If there is one book this past summer that has been attracting massive amounts of attention it’s Fifty Shades of Grey.

And no it does not meet the atypical plot of girl falling in love with a vampire or wizard, but this takes a more realistic approach—girl falling in love with a jerk.

That’s right, it’s a romantic love story about a girl falling in love with a man (not without first entering a contract) who ultimately uses her for sex, has control over her life including giving her a list of rules she must adhere to. When she neglects to meet his code of conduct she is punished.

At times when I was reading the novel I thought that the punishments came close to crossing the line of abuse. The novel’s main man, Christian Grey, expresses several times to the naive Ana that in their relationship he thrives from having complete control. After I completed the book I was left disappointed with the main theme of an arrogant man capturing and taking advantage of the heart of Ana. I was able to draw some interesting parallels between the novel and reality.

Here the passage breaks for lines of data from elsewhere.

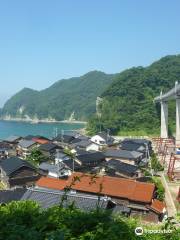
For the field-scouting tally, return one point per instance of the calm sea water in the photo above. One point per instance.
(8, 128)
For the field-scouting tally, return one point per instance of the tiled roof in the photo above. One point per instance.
(26, 143)
(11, 195)
(157, 206)
(48, 198)
(64, 138)
(40, 140)
(91, 156)
(131, 146)
(12, 138)
(113, 187)
(122, 167)
(48, 147)
(131, 155)
(12, 164)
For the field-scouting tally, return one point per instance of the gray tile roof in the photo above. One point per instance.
(48, 147)
(26, 143)
(48, 198)
(106, 137)
(12, 164)
(11, 195)
(131, 155)
(12, 138)
(122, 167)
(83, 143)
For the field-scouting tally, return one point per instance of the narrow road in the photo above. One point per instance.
(168, 198)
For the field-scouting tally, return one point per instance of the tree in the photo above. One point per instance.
(37, 157)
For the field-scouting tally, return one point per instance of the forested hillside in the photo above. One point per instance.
(76, 95)
(128, 106)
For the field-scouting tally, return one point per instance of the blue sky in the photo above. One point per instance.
(42, 41)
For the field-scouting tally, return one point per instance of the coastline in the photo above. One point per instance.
(37, 121)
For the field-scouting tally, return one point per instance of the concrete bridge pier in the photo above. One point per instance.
(178, 121)
(164, 119)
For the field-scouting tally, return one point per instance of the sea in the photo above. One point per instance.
(50, 130)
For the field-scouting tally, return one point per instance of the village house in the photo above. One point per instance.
(102, 139)
(137, 197)
(138, 145)
(54, 170)
(63, 139)
(120, 169)
(86, 145)
(41, 139)
(90, 160)
(15, 171)
(6, 150)
(13, 140)
(25, 147)
(67, 161)
(47, 198)
(130, 157)
(49, 149)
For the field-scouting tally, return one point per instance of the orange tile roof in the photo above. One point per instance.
(157, 206)
(111, 186)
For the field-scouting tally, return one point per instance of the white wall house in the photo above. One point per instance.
(92, 147)
(98, 140)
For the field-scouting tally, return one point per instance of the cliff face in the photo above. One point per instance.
(128, 102)
(60, 100)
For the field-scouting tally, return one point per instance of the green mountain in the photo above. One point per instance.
(76, 95)
(127, 105)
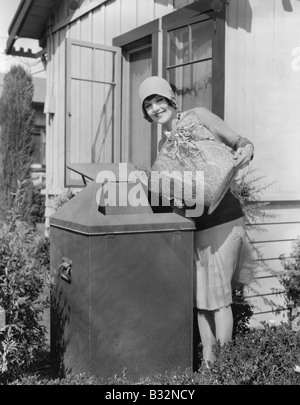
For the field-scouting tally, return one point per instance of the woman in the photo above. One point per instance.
(222, 254)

Maybe there is something attractive about dating an insolent man. Is it that women don’t like to be the power holders in a relationship? Or maybe it’s the idea of a challenge we want the satisfaction of knowing we broke the steel armor of the big bad tough guy to reveal that he infact does have a heart. Nonetheless, almost all women can identify with falling in love with someone that didn’t all together treat them as they deserved like the character of Ana; there was something that drew us in (possibly we experienced a moment of weakness,) and in the end we were left picking up the pieces of our shattered hearts.

An important lesson can be taken away from reading the first book in the Fifty Shades of Grey series that being no woman should enter a relationship with the belief that she can change her partner. Entering a relationship on these grounds will only lead to disappointment. Ana believed that she could change Christian’s aggressive and controlling ways, but was met with nothing but discontent. What’s worse is that Ana began changing herself and her values to meet the demands of her counterpart.

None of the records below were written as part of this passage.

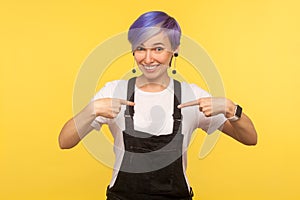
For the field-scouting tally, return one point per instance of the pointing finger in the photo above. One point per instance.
(190, 103)
(127, 103)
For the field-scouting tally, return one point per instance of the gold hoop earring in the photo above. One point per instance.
(174, 68)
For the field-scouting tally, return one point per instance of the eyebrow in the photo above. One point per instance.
(155, 44)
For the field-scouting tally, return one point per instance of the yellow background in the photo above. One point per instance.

In a healthy relationship you should love each other and appreciate each other as you are, not change yourself to meet the standards of your significant other. It is apparent that 50 Shades of Grey glorifies an unhealthy and dysfunctional relationship and strays from the original presumption that there is a “prince charming” out there for every girl. Call me crazy but I believe in prince charming– you know that man that will make you feel real undying love in the depths of your soul and will not settle for 50 shades of insolent.